Most 73-year-olds don’t want to babysit twelve positions in retirement. The reader behind this headline has roughly $750,000 in a brokerage account, collects Social Security, and wants the rest of the income to land in the bank account at predictable monthly intervals to match utility bills, property tax, and groceries.
Two monthly-pay anchors do most of that work: Realty Income (NYSE:O | O Price Prediction) and Main Street Capital (NYSE:MAIN). A monthly-distributing covered call income ETF can fill the third sleeve. At a blended yield near 6.7%, $750,000 produces roughly $50,000 a year, or about $4,167 a month.
The Math at Three Yield Tiers
Every income plan starts with the same equation: income target divided by yield equals capital required. For a $50,000 annual goal:
- Conservative tier (3% to 4%): $50,000 divided by 0.035 equals about $1,428,000. Dividend growth equity funds and quality blue chips live here.

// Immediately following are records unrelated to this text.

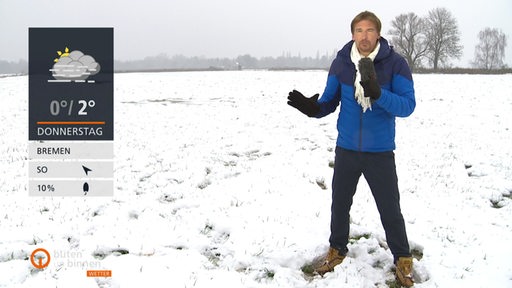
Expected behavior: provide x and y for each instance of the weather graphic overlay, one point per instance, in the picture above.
(74, 66)
(71, 107)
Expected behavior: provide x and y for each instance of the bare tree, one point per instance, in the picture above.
(408, 38)
(490, 52)
(442, 35)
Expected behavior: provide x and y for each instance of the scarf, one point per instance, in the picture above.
(359, 91)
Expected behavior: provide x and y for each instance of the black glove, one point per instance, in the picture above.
(308, 106)
(369, 79)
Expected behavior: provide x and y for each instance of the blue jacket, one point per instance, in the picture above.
(374, 130)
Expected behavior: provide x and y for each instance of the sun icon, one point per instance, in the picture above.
(65, 54)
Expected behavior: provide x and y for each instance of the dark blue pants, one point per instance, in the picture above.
(379, 171)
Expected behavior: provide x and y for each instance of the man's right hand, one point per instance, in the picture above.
(308, 106)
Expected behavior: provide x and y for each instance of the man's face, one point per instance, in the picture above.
(365, 35)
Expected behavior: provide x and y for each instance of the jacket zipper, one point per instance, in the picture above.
(361, 130)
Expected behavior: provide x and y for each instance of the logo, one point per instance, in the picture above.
(39, 263)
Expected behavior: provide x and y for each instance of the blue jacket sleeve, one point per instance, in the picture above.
(399, 99)
(330, 98)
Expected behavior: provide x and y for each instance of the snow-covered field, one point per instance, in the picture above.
(219, 183)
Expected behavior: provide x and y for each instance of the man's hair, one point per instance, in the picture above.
(366, 15)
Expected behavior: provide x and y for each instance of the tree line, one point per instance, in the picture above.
(428, 44)
(431, 41)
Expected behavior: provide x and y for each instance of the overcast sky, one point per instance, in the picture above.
(228, 28)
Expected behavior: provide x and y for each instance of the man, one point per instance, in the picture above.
(372, 84)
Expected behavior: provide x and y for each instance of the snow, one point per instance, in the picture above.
(219, 183)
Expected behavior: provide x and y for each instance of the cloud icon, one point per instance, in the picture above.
(75, 66)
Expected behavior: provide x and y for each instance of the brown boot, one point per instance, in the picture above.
(332, 259)
(404, 271)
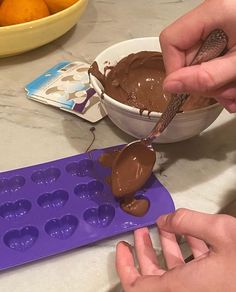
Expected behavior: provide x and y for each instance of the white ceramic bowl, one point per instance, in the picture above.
(185, 125)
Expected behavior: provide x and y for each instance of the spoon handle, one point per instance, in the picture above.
(214, 46)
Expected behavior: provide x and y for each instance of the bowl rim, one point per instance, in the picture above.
(50, 18)
(103, 96)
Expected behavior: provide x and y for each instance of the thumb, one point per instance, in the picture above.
(202, 78)
(199, 225)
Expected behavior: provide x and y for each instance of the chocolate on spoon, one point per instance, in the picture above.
(134, 164)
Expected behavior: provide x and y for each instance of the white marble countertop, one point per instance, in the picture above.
(199, 173)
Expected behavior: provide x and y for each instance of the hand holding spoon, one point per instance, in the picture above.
(134, 164)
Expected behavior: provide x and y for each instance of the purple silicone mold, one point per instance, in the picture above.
(11, 184)
(21, 240)
(101, 216)
(15, 210)
(62, 228)
(82, 168)
(53, 200)
(46, 176)
(64, 204)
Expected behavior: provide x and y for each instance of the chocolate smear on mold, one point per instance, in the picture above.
(128, 202)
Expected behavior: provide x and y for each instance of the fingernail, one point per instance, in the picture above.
(127, 244)
(173, 86)
(161, 220)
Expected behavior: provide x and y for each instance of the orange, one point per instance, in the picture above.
(19, 11)
(58, 5)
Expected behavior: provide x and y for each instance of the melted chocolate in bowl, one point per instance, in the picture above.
(137, 80)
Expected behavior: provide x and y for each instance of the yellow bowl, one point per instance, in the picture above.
(19, 38)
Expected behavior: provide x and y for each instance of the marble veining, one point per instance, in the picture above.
(199, 173)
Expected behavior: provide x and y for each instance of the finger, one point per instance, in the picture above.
(173, 40)
(229, 104)
(197, 246)
(208, 76)
(125, 265)
(146, 255)
(171, 250)
(209, 228)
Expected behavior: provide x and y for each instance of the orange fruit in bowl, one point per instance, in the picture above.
(19, 11)
(58, 5)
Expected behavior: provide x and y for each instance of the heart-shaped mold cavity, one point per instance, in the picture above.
(81, 168)
(21, 240)
(14, 210)
(62, 228)
(89, 191)
(53, 200)
(46, 176)
(101, 216)
(13, 184)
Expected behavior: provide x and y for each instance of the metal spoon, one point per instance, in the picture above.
(130, 170)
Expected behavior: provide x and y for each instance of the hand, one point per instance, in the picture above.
(212, 270)
(179, 43)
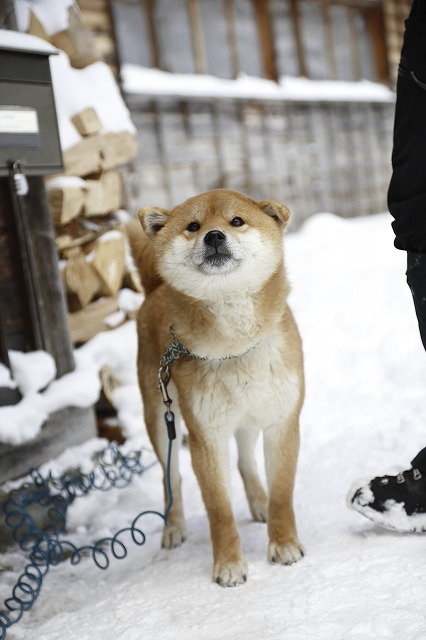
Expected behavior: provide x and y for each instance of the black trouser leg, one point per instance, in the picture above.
(416, 278)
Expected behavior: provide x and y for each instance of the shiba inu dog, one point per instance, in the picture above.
(213, 271)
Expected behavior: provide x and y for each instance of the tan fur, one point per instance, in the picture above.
(219, 306)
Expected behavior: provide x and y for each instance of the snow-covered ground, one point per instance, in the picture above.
(365, 414)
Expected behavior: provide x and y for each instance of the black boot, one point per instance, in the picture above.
(394, 502)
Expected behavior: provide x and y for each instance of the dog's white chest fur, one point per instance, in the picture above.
(255, 389)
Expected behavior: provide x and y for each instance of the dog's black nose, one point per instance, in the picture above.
(214, 238)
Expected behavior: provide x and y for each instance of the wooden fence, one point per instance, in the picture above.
(319, 39)
(312, 156)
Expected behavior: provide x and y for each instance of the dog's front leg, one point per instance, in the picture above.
(210, 462)
(281, 451)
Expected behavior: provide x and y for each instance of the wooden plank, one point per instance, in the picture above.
(216, 41)
(232, 37)
(248, 38)
(132, 32)
(295, 14)
(64, 428)
(46, 285)
(376, 26)
(173, 30)
(263, 18)
(284, 38)
(313, 40)
(90, 321)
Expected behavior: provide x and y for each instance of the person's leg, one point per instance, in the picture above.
(407, 189)
(399, 502)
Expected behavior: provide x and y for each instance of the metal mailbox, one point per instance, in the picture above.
(28, 123)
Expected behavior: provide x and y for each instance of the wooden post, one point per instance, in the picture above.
(295, 14)
(266, 38)
(197, 36)
(41, 274)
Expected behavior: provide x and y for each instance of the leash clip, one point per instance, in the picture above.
(164, 376)
(163, 381)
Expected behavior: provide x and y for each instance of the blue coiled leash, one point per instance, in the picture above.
(46, 548)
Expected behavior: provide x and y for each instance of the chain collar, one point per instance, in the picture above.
(173, 352)
(176, 349)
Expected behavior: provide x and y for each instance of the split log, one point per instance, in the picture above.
(77, 41)
(87, 122)
(100, 152)
(107, 257)
(104, 194)
(66, 199)
(82, 231)
(80, 279)
(88, 322)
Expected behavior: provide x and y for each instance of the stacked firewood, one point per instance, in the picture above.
(86, 202)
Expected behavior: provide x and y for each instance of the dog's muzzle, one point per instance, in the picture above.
(216, 250)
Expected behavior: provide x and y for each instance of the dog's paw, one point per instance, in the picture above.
(230, 574)
(285, 553)
(173, 536)
(259, 510)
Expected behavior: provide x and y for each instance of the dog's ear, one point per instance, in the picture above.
(152, 219)
(277, 211)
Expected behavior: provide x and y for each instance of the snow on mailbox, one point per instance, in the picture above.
(28, 123)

Income starts low, dividends compound, principal usually keeps up with inflation.
- Moderate tier (5% to 7%): $50,000 divided by 0.06 equals about $833,000. Net-lease REITs, preferred shares, and midstream energy fit this band. Realty Income anchors this tier.
- Aggressive tier (8% to 12%): $50,000 divided by 0.10 equals $500,000. Business development companies, covered call ETFs, and mortgage REITs cluster here. Main Street’s regular-plus-supplemental payout sits at the lower edge.
Realty Income: The Moderate Anchor
Shares trade around $60 today. With a $0.2705 monthly dividend (annualized $3.246), the yield runs about 5.3%. Realty Income has declared 670 consecutive monthly dividends and raised the payout for 114 straight quarters. Q1 2026 AFFO came in at $1.13 per share, up 6.6% year over year, with portfolio occupancy at 98.9%. Management guided full-year AFFO to $4.41 to $4.44. Modest growth, but real.
Main Street Capital: The Aggressive Anchor
Main Street pays $0.26 monthly plus a $0.30 supplemental quarterly. Run rate is $4.32 per share annually. With shares near $52, the all-in yield approaches 8.4%. Q1 2026 DNII landed at $1.00 per share with NAV climbing to $33.46. Full-year 2025 ROE was 17.1%. The ten-year price return is 238%, before distributions.
SPYI: The Income Booster
For the third position, the retiree uses the NEOS S&P 500 High Income ETF (SPYI). The fund generates income by combining an S&P 500 portfolio with an options strategy designed to produce monthly cash flow. With a distribution yield typically in the high-single-digit range, SPYI can help bridge the gap between Realty Income’s moderate yield and Main Street’s higher payout. The tradeoff is that option-premium income fluctuates with market conditions, and covered call strategies generally surrender some upside during strong bull markets. The fund can be an effective cash-flow generator, but it is typically not a vehicle for rapid income growth.
The Counterintuitive Part
Lower yields that grow tend to beat higher yields that stay flat. Realty Income’s monthly payout has climbed from roughly $0.234 in 2020 to $0.2705 today. A retiree who bought in 2020 collects more income and owns a higher-priced share. A flat 10% yielder pays more dollars on day one and often loses principal over the same period.
Context for the risk premium: the 10-year Treasury sits at 4.5%. Yields meaningfully above that are compensating for credit, equity, or strategy risk.
Three Moves Before You Allocate
- Calculate actual annual spending, not pre-retirement salary. Most 73-year-olds spend less than they earned. The income target may be smaller than the headline number suggests.
- Pull the ten-year total return of a dividend growth ETF and a high-yield covered call ETF side by side. The compounding gap is usually the decider between current income and lifetime income.
- Map tax treatment by account. REIT dividends and BDC payouts are largely ordinary income; covered call distributions are a blend. In a taxable brokerage, a 7% headline yield can land near 5% after federal and state. Hold the highest-tax-rate names inside an IRA when possible.
A monthly paycheck portfolio is a discipline the retiree builds, position by position. The math above is the tool. The allocation is the retiree’s call.